Examples of Monte Carlo simulations for probabilistic modelling are being used in the field of nutrition; an example is the Office of Food Additive Safety (OFAS) (OFAS is in the Office of Food and Drug Administration (FDA) in the United States) that uses the Monte Carlo simulation to calculate percentile intakes for substances [21]. These simulations generate results for models in which several inputs can be defined by a distribution of values. Rather than using a single value for an input, the simulation selects a value at random from the distribution of possible values for that input, and uses that value to calculate an outcome for the model; also, Matthys et al. uses a probabilistic modelling of dietary exposure to micronutrients [22].
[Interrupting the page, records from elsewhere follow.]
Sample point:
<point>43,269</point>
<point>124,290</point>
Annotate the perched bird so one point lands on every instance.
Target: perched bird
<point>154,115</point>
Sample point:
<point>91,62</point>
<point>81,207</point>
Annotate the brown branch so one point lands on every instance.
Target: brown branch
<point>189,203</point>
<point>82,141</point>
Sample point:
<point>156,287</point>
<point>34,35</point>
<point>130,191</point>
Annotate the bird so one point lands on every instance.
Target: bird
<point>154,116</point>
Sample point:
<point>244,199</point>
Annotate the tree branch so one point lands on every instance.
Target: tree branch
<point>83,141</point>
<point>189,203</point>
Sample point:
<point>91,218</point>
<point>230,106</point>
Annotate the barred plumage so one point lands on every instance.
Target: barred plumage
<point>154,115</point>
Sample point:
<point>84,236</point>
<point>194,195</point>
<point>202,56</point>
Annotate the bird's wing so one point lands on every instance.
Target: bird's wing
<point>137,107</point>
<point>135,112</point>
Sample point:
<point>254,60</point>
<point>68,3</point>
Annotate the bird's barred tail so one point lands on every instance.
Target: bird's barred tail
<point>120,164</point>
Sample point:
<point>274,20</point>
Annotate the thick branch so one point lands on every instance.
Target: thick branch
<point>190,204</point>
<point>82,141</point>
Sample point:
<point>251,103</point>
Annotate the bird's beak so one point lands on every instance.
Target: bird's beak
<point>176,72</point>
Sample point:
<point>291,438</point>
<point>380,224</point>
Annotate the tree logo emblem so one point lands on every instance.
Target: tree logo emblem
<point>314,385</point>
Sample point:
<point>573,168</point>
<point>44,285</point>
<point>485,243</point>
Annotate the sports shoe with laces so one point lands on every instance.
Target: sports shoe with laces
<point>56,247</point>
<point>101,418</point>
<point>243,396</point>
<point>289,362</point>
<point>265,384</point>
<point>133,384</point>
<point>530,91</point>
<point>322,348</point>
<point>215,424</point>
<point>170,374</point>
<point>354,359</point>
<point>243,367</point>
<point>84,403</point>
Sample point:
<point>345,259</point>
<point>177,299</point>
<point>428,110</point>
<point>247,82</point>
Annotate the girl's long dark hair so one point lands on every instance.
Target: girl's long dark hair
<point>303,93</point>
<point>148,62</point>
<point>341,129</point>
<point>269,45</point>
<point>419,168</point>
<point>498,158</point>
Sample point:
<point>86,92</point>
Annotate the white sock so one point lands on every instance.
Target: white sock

The probabilistic sensitivity analysis is used in this paper to assess the relative importance of model input predictors in the variance and central tendency of the energy consumption in a sample. The output from the Monte Carlo simulation is a range of possible outcomes from which a probability distribution function is prepared. The rest of the paper deals with a ‘what if scenario’ sensitivity framework. In this framework, the importance is in how the uncertainty of the NCRF gas consumption of bungalows can be explained in terms of the different sources of uncertainties.
For the energy consumption estimates (y), two types of different although related questions can be asked: (i) what is the uncertainty in the y(x) given the uncertainty in the n predictors x? And (ii) how important are the individual elements of x with respect to the uncertainty in y(x)? The goal of uncertainty analysis is to answer the first question, and the goal of sensitivity analysis is to answer the second question. However, the analysis of both is very closely connected. Helton et al. argue that the basic components that underlie the implementation of a sampling-based uncertainty and sensitivity analysis are: [23] (i) the definition of distributions D1, D2, …, Dn that characterize the elements x1, x2, …, xn of x; (ii) the sample x1, x2, …, xn, obtained from the x in consistency with the distributions D1, D2, …, Dn; (iii) propagation of the sample through the analysis to produce a mapping [xi, y(xi)], for i between 1 and n; (iv) the presentation of uncertainty analysis results (i.e., approximations to the distributions of the elements of y constructed from the corresponding elements of y(xi); and (v) the determination of sensitivity analysis results (i.e., exploration of the mapping [xi, y(xi)], for i between 1 and n). In this paper only probabilistic characterizations of uncertainty are considered. Alternative uncertainty representations [24] are outside the scope of this paper.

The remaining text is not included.